Wenn man die Zeit bedenkt, 1968, die Leute wollten alte Autoritäten überwinden und waren auf Revolution eingestellt - Wie konnte es dann doch sein, dass man einem Mann wie Otto Mühl folgt, der eben aus dieser autoritären Generation stammte?
Es war vielleicht für einige Menschen, die da hineingekommmen sind notwendig sich ihrer revolutionären Vergangenheit zu stellen. Es war aber auch, glaube ich, relativ früh zu sehen, zumindest von außen, dass das alles relativ schnell zum Scheitern verurteilt war. Otto Mühl ist von Anfang an autoritär aufgetreten, auch durch die Macht, die er hatte.

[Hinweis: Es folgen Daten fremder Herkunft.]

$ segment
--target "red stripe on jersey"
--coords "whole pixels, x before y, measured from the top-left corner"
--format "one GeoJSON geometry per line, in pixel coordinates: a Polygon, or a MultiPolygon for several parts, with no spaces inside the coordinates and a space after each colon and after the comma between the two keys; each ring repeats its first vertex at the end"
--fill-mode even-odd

Wie lange hast du an dem Projekt gearbeitet?
Ich hab damit vor sechs Jahren begonnen. Es war eigentlich nicht als Kinofilm gedacht, sondern als kleines Projekt, als Recherche eigentlich.
Du hast auch ein Interview mit Mühls Frau Claudia gedreht...

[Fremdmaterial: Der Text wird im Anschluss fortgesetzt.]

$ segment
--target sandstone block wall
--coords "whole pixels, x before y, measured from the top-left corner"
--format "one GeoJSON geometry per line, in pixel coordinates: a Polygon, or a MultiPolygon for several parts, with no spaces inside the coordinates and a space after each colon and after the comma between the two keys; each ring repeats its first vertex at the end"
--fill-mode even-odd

Ja, aber sie hat mich nach drei Tagen kontaktiert und mich gebeten das Material nicht zu verwenden. Für mich war es eher ein Teil der Recherche. Ich habe auch gemerkt, und ich habe es ihr auch geglaubt, dass sie sich an viele Sachen nicht mehr erinnern konnte oder eine ganz andere Wahrnehmung davon hatte. Das zeigt auch wie gut der Verdrängungsmechanismus wirkt.
Du hast sechs Jahre an dem Film gearbeitet, wie haben in dieser Zeit ehemalige Kommunarden und Mitglieder des Friedrichshofs auf dein Projekt reagiert? Wurdest du unterstützt, gab es Ablehnung?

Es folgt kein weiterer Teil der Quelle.